Les deux bateaux remontaient la rivière à très-petites journées ; le 5 septembre la navigation devint plus difficile. Le 13, on passa devant un établissement somâli, où se trouvait le chef d’une ville d’Anolé, dont la situation n’est pas indiquée. Le 17, on dépassa la position de Mantchor (ou Mansor), lieu qui ne touche pas à la rivière et n’en est pas visible. Les indications du journal ne sont pas suffisantes pour déterminer la position de cette place ; les renseignements que le lieutenant Christopher, de la marine royale, a consignés sur sa carte[1], la mettent et un peu moins de 140 milles anglais de la côte. Le 19, on atteignit la ville de Berdéra[2], résidence du sultan ou chef du pays. Les habitations s’étendent sur les deux bords de la rivière, et occupent un terrain assez élevé.

La réception du chef fut en apparence assez amicale, quoique les exigences des Somâl pour la vente des provisions soulevassent bien de temps à autre d’assez vives discussions. C’était un homme de Brava (bourgade de la côte, à mi-chemin de l’embouchure du Djob, vers le N. E. et Magadokcha) qui servait d’interprète. Six jours se passèrent ainsi ; on repartit le 25 pour continuer de remonter la rivière.

Le lendemain on se trouvait en présence de rapides qui barrent le cours du Djob, et presque au même moment le Welf (le plus grand des deux bateaux) porta si malheureusement sur les rochers, qu’une forte voie d’eau s’y déclara. Il fallut transporter à terre le chargement tout entier, pour essayer de remettre le bâtiment en état. On a vu que déjà il avait été fortement endommagé au passage de la barre. M. de Decken voulut retourner à Berdéra sur son Passe-Partout, pour en ramener du secours ; il partit le 27, accompagné du docteur Link (le médecin de l’expédition), de l’interprète, des deux guides et de quatre nègres. De ce moment les événements se précipitent et la catastrophe est imminente.

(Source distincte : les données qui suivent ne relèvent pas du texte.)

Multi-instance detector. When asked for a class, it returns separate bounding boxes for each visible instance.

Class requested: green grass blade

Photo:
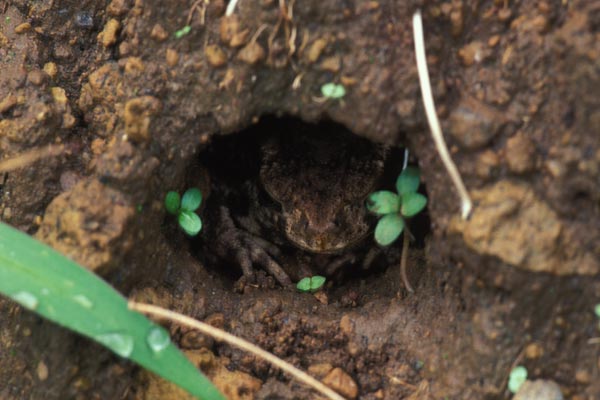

Le lieutenant Schick, commandant du Welf, avait été laissé à la garde des effets déposés sur la rive, vis-à-vis du bâtiment échoué ; pendant trois jours, du 28 au 30, on travailla aux réparations du bateau, qui fut remis à flot. Sur ces entrefaites, les Somâl s’étaient amassés en grand nombre autour du camp. Voir la rive couverte de riches épaves sous la garde de huit à dix hommes, c’était une forte tentation pour des gens qui vivent en partie de pillage : ils n’y résistèrent pas. Les armes à feu les tinrent un moment en respect, mais le nombre l’emporta. Déjà deux Européens étaient tombés, mortellement frappés, et une partie des noirs de l’escorte avait pris la fuite. Il ne restait au lieutenant qu’un seul

  1. Au XIVe vol. du journal de la Société de Géographie de Londres, 1844.
  2. Le lieutenant Christopher écrit Bardèrh, et la met à 20 milles au-dessus de Mansor.